Washington and Lee law professor Lyman Johnson spoke at the Virginia State Bar Annual Meeting on June 13, 2014. The program was titled “Family Feuds, Shareholder Oppression and Judicial Remedies.” Professor Johnson was joined by William Rakes (Gentry Locke Rakes & Moore LLP), Yama Shansab (Ferguson Walton & Shansab PLLC), and Martha Leary Sotelo (Vaughan Fincher & Sotelo PC) for a multifaceted discussion of the corporate, trust, and psychological issues encountered in the battles for control over Luray Caverns, Disthene, Inc., and the Cavalier Hotel.
On Thursday, April 24, 2014, Washington and Lee Law professor Lyman P.Q. Johnson speaks at University of St. Thomas at an event sponsored by the Veritas Institute.

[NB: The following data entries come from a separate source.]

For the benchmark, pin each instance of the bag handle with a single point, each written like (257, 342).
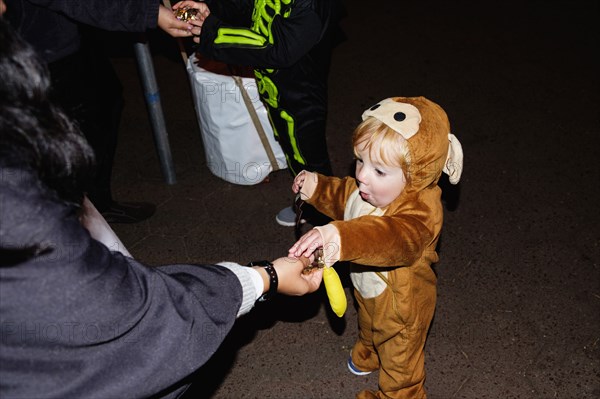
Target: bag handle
(259, 128)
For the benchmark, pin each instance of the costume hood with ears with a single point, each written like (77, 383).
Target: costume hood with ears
(425, 126)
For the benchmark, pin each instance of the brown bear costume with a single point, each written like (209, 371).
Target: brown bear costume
(392, 249)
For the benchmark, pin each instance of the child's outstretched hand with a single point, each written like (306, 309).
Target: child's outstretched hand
(307, 244)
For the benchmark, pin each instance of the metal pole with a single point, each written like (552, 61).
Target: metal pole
(159, 129)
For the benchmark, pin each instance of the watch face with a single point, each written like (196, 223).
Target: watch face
(260, 263)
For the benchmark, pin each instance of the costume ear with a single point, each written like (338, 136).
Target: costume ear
(454, 160)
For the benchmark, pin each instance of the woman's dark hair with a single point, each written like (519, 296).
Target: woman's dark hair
(34, 133)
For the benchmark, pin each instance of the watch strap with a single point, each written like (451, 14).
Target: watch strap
(273, 278)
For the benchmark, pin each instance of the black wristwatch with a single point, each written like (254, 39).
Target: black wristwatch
(273, 279)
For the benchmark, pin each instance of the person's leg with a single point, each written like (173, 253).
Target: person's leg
(401, 320)
(363, 358)
(86, 86)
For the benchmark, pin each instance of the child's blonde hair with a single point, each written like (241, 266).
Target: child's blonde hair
(383, 143)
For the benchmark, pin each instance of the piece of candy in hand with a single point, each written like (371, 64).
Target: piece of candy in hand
(186, 14)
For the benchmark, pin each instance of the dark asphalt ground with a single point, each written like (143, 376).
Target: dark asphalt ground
(519, 280)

The conference is part of the “Higher Calling Series” and titled “Business as an Agent for Social Change: Social Entrepreneurship, Benefit Corporation, Curing Poverty“.
Professor Johnson will participate as a panelist in a conversation about social entrepreneurship and Benefit Corporations and the positive social role they play in contemporary society as well as possible unintended consequences such movements can have for business. Professor Johnson is joined by John McVea, Ph.D. of the University of St. Thomas, Elizabeth Babson of Drinker Biddle and Reath LLP, Haskell Murry of Belmont University and Michael Naughton, Ph.D. of the University of St. Thomas.